Security Sensitive Code of Practice
In 2008 a PhD student and a colleague at Nottingham University were arrested and detained for 7 days for suspected involvement in Islamic terrorism. Their supposed ‘crime’ – which was reported to police by a University manager – was to download a document which, it later transpired, was freely available for sale from a well-known internet bookseller. This has become known as the “Nottingham Case”. Subsequent cases have involved, amongst others, staff at the Universities of Oxford and Liverpool.
The case raised the profile of dilemmas that can face legitimate researchers working on security-and other sensitive topics, and highlighted the need for some guidance for researchers and Universities. In October 2012 Universities UK published Oversight of security-sensitive research material in UK universities: guidance, following discussions among stakeholders in security research that had been active in the UK since 2008. That document has been used to inform the content of this Code of Practice.

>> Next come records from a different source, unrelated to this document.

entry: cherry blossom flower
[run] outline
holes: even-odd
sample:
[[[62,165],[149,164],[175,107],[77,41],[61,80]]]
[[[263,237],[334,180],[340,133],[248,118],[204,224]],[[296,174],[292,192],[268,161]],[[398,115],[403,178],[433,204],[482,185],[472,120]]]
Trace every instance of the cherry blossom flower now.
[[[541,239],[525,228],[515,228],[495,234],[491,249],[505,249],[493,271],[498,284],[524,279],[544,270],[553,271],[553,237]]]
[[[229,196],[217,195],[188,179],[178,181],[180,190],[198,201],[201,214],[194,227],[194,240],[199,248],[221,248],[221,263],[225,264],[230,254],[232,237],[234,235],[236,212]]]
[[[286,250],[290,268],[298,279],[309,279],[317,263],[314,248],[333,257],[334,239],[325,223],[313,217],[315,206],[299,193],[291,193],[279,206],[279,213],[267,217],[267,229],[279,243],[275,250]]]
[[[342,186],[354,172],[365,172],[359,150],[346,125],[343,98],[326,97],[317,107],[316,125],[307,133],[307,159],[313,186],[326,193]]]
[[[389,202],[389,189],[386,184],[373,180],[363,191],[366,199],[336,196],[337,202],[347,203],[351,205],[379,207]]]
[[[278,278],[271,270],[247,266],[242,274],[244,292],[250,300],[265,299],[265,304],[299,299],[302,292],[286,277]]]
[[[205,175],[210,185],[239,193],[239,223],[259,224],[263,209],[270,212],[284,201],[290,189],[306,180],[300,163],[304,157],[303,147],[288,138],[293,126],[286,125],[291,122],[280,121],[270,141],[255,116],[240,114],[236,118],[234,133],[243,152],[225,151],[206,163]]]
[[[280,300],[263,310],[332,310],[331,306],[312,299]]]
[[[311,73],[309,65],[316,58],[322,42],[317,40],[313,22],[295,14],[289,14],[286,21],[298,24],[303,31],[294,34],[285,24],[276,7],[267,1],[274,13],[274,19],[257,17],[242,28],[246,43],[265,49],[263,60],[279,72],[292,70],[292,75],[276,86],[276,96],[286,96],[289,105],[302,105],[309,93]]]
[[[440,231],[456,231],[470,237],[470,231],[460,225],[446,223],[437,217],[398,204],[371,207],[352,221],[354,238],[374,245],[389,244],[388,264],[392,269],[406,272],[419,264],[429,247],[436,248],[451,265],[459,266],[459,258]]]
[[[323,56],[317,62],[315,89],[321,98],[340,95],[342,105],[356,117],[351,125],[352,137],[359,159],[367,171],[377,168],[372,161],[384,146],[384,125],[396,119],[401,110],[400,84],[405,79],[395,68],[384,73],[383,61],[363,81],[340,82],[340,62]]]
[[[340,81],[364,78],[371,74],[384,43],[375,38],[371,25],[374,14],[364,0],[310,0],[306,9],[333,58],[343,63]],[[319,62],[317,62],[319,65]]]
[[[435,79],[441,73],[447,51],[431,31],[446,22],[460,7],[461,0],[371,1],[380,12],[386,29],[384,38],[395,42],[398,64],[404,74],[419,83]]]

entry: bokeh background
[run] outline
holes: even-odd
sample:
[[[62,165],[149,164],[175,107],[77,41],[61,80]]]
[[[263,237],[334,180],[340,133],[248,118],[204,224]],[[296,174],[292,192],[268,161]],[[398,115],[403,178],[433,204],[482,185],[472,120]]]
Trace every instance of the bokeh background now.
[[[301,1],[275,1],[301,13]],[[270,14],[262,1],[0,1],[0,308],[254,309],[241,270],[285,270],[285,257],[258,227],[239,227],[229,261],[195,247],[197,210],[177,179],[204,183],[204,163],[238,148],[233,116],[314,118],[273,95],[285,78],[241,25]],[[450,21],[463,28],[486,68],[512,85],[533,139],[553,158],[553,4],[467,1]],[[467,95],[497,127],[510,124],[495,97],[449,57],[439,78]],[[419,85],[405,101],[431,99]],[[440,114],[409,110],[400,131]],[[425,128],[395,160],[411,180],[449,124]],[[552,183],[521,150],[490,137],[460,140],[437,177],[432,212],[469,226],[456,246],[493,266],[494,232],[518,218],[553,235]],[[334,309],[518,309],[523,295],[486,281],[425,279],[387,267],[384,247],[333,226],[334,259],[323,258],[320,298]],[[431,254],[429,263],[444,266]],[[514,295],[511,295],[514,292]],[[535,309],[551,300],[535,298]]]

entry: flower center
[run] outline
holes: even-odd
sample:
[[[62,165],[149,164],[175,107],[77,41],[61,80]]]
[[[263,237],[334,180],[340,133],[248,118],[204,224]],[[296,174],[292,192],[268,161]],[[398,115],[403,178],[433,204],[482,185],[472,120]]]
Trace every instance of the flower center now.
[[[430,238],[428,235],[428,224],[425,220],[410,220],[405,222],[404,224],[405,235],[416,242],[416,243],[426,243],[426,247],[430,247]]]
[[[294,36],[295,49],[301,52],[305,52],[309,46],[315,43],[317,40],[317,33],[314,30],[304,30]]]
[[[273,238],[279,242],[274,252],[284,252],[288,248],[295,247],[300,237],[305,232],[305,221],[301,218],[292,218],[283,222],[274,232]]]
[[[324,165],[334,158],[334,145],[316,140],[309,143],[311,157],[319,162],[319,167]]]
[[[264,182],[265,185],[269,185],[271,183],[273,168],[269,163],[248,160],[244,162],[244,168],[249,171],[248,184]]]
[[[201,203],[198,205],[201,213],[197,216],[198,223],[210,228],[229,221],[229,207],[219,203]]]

The need for a Code of Practice on this subject has been further reinforced by the UK government’s Prevent Strategy under its anti-terrorism legislation (Counter Terrorism and Security Act 2015) which requires HEIs to ‘have due regard to the need to prevent people being drawn into terrorism’. Whilst research involving other sensitive areas is not part of the Prevent Duty, it can lead to similar problems for researchers. We have therefore followed UUK guidance and included it in this Code of Practice. The views of CCCU researchers, gathered at the RKE Forum on this topic held in October 2015, have also informed the content of this document.
Research carried out by staff or students at this University must take place within the boundaries of United Kingdom law as it stands at the time the research is being carried out.